Fractal Antenna Systems will issue fundamental patent on unidirectional antennas that replace existing applications with smaller, more versatile and visually pleasing options and form factors.
The first “metablade” antenna produc is a wideband antenna for public safety needs. Additional rollout of SCADA, Wi-Fi, 5G, and other applications commence in the fall. The metablade antennas are exclusively offered and sold through Fractal.
The new fractal metamaterial technology offers a superior alternative to Yagi-Uda antennas. Resembling a fishbone, Yagis are among the most used of antenna designs because they produce high gain directional coverage with only one electrical connection point. But Yagis suffer from long, stretched form factors that make them susceptible to wind load, environment, and a lack of aesthetic appeal.
A difference that can be found in the metablade antennas is they are not locked into a fishbone arrangement. Notes co-inventor Nathan Cohen: “the gain doesn’t need the elongated sideways arrangement of the Yagi. Metablade antennas can be a smaller, vertically-oriented structure with the same or better performance than the Yagi. A metablade antenna looks more like the mounting bracket for an antenna rather than the antenna itself.”

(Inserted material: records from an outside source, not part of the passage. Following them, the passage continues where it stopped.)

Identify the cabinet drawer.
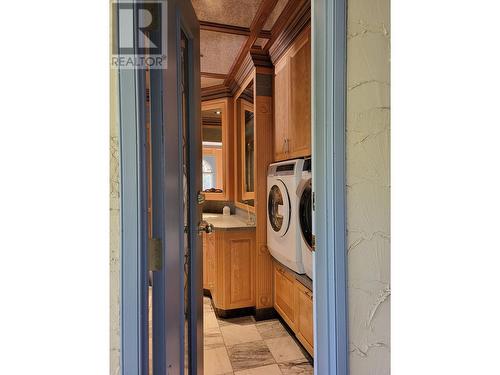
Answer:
[274,264,296,330]
[295,280,314,355]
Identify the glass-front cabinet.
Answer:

For more than two decades, Fractal has explored, developed, and invented fractal-based electromagnetic technology, using size-shrunk fractal resonators/fractal antennas with a broad and or multiband advantage. Fractals have self-similar structure on a variety of size scales. Close-packing of the fractals makes this a metamaterial, producing a unique composite: a ‘fractal metamaterial,’ that enables wave bending, gain, and control in ways previously not attained. For example, fractal metamaterials made possible the firm’s invention of the invisibility cloak, for which it now holds the patent portfolio for virtually all aspects and uses.
Fractal inventors found that fractal metamaterials, with their ability for wideband evanescence and surface waves, could produce parasitic antennas that were highly directional and far smaller in form factor than Yagis. From VHF to frequencies encompassing Wi-Fi and even 5G, the new metablade antennas can be drop replacements for their Yagi counterparts, while their smaller size lets them be used in situations where Yagis cannot.